La suspensión del servicio de la Ruta 322, una de las pocas que aún opera con pago en efectivo y conecta diversas colonias de San Nicolás con el centro de Monterrey, detonó este fin de semana una protesta ciudadana y abrió un nuevo frente de cuestionamientos contra la política de inspección del Gobierno de Nuevo León.
Operadores de la empresa denunciaron que inspectores del Instituto de Movilidad y Accesibilidad realizaron revisiones a sus unidades, aplicaron multas y retiraron dos camiones de circulación. Los transportistas sostienen que los operativos forman parte de una estrategia para presionarlos a incorporarse al sistema de las nuevas unidades conocidas como “camiones verdes”, propuesta que la empresa ha rechazado por considerar que modificaría su modelo de operación.
La suspensión del servicio dejó sin transporte a miles de usuarios, lo que provocó que decenas de vecinos bloquearan la circulación en la zona de la base de la ruta para exigir que ésta continúe operando. Los manifestantes argumentaron que la Ruta 322 representa una alternativa indispensable para trabajadores, estudiantes y adultos mayores, especialmente porque mantiene el cobro en efectivo y comienza operaciones desde la madrugada.
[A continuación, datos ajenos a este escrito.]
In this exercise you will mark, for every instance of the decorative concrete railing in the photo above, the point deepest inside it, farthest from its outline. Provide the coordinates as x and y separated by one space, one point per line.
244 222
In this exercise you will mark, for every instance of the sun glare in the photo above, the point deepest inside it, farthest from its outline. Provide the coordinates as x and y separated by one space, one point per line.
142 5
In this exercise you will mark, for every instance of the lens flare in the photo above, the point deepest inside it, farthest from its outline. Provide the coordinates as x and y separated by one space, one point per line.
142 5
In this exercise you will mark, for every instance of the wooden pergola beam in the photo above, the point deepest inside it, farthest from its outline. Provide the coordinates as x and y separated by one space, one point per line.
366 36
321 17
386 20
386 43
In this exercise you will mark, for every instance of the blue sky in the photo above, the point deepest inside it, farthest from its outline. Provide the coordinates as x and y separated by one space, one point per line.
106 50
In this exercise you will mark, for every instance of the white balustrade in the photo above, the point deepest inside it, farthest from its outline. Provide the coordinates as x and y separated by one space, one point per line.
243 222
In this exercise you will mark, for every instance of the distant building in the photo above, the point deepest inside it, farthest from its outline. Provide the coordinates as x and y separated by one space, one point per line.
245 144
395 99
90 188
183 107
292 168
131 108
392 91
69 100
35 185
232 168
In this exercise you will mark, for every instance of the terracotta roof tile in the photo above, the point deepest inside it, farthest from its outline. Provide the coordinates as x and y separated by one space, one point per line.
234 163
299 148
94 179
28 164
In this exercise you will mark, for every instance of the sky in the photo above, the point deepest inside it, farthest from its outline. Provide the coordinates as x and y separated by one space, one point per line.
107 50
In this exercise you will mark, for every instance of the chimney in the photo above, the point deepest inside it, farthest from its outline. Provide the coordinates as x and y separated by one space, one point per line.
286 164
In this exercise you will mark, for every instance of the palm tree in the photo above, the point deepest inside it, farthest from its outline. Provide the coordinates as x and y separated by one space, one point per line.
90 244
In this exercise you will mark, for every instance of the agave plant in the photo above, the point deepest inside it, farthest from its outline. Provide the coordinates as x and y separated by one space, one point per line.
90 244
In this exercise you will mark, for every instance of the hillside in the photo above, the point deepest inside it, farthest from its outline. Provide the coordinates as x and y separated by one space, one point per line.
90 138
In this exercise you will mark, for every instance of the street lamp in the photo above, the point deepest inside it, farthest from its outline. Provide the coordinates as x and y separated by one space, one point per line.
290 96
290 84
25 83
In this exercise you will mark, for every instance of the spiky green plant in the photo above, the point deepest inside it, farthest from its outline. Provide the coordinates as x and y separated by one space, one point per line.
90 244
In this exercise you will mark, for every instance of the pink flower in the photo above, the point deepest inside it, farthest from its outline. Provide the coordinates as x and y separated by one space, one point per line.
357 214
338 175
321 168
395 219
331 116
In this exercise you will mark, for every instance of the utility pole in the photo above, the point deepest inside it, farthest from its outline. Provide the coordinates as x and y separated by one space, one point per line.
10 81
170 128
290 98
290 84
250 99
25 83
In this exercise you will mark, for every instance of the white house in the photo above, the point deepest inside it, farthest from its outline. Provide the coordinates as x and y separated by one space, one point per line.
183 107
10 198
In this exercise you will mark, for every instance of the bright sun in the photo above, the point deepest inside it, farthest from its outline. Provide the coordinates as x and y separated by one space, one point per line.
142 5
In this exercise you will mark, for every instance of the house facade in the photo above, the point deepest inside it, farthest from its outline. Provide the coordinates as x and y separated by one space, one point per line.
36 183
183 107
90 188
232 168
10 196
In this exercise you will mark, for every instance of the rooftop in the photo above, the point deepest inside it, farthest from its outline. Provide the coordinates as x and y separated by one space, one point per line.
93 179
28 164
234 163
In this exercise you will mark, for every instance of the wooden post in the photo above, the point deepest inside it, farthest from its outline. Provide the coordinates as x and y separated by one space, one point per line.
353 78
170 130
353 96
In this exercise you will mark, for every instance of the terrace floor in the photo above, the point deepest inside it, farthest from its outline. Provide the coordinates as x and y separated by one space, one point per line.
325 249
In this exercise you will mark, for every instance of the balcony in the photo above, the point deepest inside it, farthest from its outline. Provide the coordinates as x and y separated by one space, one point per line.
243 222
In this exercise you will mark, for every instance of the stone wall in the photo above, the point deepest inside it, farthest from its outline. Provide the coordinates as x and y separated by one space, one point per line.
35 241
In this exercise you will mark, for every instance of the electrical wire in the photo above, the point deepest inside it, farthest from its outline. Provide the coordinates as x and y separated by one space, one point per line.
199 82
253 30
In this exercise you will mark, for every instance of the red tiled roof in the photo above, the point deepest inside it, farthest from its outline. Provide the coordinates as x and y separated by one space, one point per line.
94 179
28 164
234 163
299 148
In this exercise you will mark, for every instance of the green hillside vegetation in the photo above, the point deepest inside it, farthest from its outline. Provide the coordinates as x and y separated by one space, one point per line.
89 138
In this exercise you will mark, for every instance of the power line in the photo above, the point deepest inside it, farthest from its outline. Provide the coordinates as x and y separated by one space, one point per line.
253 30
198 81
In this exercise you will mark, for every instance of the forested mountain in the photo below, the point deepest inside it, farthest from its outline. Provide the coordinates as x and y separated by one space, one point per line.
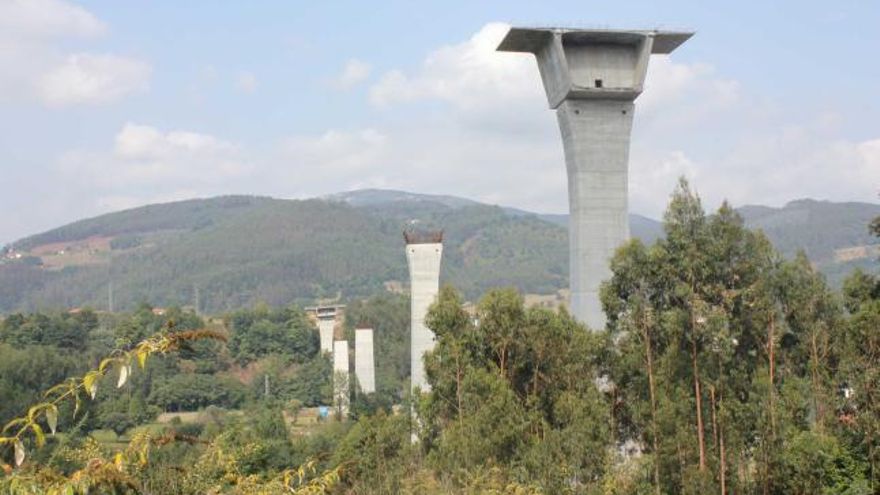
227 252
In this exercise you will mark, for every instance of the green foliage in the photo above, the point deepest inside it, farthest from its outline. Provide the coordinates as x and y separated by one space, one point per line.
388 315
61 330
518 390
189 392
261 332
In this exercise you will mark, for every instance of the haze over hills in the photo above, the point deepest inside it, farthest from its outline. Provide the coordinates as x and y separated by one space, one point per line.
232 251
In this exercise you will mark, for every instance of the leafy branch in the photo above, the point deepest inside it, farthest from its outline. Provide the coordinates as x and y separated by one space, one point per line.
16 431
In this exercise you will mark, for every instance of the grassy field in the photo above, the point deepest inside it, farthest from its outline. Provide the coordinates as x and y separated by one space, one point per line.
301 423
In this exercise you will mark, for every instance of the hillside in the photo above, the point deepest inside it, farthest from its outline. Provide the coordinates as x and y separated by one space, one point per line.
232 251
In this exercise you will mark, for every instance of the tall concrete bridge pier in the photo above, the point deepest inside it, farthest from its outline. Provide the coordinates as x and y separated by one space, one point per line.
423 253
592 77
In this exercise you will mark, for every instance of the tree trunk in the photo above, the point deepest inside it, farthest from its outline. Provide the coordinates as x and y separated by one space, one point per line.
723 468
714 422
650 365
771 353
699 404
817 404
458 385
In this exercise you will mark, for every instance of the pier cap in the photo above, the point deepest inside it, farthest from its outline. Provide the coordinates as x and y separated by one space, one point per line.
531 40
605 64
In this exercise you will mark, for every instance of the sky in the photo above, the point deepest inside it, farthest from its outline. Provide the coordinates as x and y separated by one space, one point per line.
107 105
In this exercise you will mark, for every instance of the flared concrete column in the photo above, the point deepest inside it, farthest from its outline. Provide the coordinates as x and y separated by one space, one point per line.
591 78
341 386
423 260
364 367
595 136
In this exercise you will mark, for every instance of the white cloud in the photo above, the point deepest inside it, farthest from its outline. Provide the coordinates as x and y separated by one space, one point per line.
246 82
468 75
148 159
355 72
89 78
496 140
36 65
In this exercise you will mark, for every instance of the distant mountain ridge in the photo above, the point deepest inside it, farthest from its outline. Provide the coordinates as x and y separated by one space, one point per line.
238 250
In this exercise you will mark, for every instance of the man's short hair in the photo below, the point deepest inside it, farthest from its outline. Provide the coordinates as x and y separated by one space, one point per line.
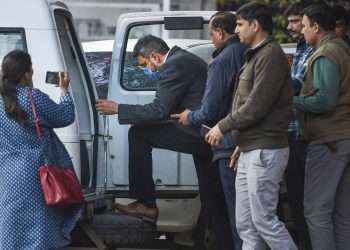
339 12
319 13
296 8
259 12
149 43
224 20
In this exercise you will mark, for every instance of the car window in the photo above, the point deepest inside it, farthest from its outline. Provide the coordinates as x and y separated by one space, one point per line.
134 78
11 39
99 66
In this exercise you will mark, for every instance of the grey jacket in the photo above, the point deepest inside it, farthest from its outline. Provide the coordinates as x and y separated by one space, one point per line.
262 104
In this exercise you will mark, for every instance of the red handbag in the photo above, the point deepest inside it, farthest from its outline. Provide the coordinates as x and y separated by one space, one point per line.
60 185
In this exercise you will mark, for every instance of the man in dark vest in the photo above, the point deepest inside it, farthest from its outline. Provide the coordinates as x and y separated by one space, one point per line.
324 113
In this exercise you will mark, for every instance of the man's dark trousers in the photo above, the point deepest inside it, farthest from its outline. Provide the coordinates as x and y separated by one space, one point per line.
142 138
295 177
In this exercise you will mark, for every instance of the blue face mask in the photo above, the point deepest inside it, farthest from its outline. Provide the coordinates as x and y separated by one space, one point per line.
150 73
“Nos dicen que hay otras opciones, pero ninguna pasa a la hora que necesitamos. Mucha gente entra a trabajar antes de las seis de la mañana y esta ruta nos resolvía el traslado. No queremos que desaparezca por un conflicto entre autoridades y concesionarios”, afirmó Mirna González, vecina de la colonia Jardines del Mezquital.
Entre los operadores también existe preocupación por el alcance de los operativos. “Nos revisan constantemente y cualquier detalle termina en multa o en sacar un camión de circulación. Sentimos que buscan obligarnos a entrar a un esquema que la empresa no ha aceptado”, comentó uno de los conductores, quien pidió reservar su identidad por temor a represalias.
El Instituto de Movilidad informó que enviaría unidades del sistema de transporte estatal para atender temporalmente la demanda mientras se resuelve el conflicto. Sin embargo, la medida no disipó el malestar entre los usuarios, quienes insistieron en que el problema de fondo es preservar una ruta que durante más de tres décadas ha prestado servicio en la zona.
El episodio también reavivó el debate sobre la política regulatoria impulsada por la administración del gobernador Samuel García. Organismos empresariales y distintos sectores productivos han señalado en los últimos meses un incremento en las inspecciones y procedimientos administrativos por parte de diversas dependencias estatales, particularmente en materia ambiental y de movilidad, lo que algunos consideran una estrategia de mayor presión regulatoria.
Hasta el cierre de esta edición, la Ruta 322 permanecía sin operar de manera regular, mientras autoridades estatales y representantes de la empresa continuaban las conversaciones para restablecer el servicio.